Ever see those films that make you really really hope everything turns out ok? This falls into that category, but I honestly feared it wouldn’t. I thought people would die. They didn’t. Some people will be pissed when the nanny is eventually deported. Her comments that she’s made a good life for herself in the US during the past 16 years, and the INS officer’s heartless response was that she should’ve thought about that before she came illegally, gave rise to current Southwestern political issues. (No, she doesn’t get to stay. Oh well.) Some would ask why Blanchett (who can sometimes be awesome) wasn’t nominated (remember when she won for The Aviator? Brilliant), and my response was, why give some chick an Oscar for spending the whole movie writhing in pain and almost dying. The wrinkles around Pitt’s eyes bothered me. I don’t know if it was makeup or all the sun he gets in third world countries with Angelina. So let’s not be too cynical here. Rinko Kikuchi who plays the Japanese deaf-mute was nominated deservingly so. But I think that her nomination is her reward. My God, the girl doesn’t talk and is naked in the film. (This isn’t the porn awards.) Barraza, who plays the nanny, probably did the best acting in the film especially as she hobbled across the desert in her groom-mother gown trying to save Pitt’s kids. (One of whom I must add was played by Elle Fanning, Dakota’s little sister who doesn’t say a whole heck of a lot in this film, but does look like a younger, littler version of her talented bigger sister.)

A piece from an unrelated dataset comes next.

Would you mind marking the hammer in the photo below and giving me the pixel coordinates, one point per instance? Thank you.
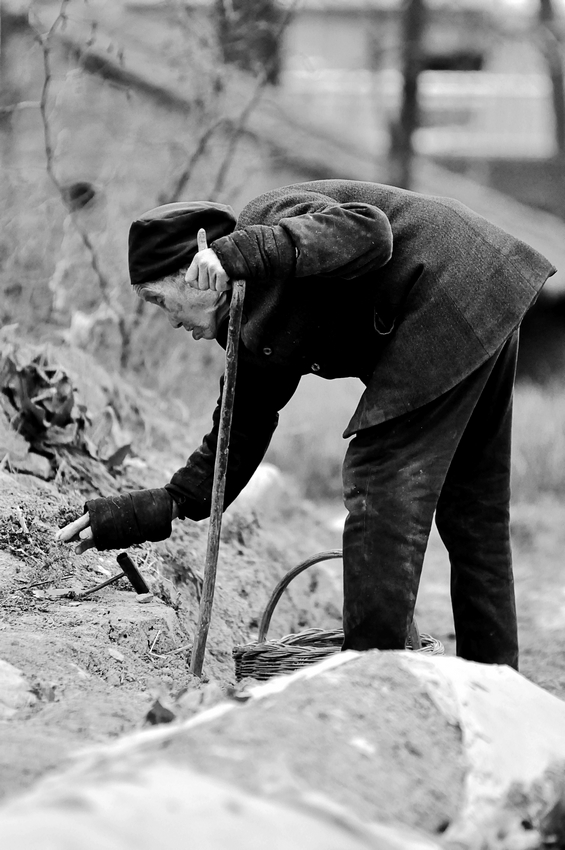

This film is one of the most nominated with seven nods this year (I do NOT count Dreamgirls since the damn thing was nominated three times in the same category!). I can’t say if they will take Best Supporting Actress, but I sure hope they best lose director (come on, give Scorsese his due!) Should it be the Best Picture? Maybe. It’s up against The Queen (you know my opinion of that one), United 93 (just because it’s about 9/11 and Oliver Stone didn’t make it), a artsy Little Miss Sunshine, Letters from Iwo Jima, and The Departed, which is its biggest contender. The film editing was brilliant (I didn’t see Blood Diamond yet, so no comparison comments here) and the Score was wonderful. It definitely had The Queen beat on this one, but my problem with that was sometimes it was almost too loud, too over the top, and too annoying. Although the scenes when we hear (or don’t hear) the film from Chieko’s (Kikuchi) point of view are done very well! Ok, more later, my movie going maniacs.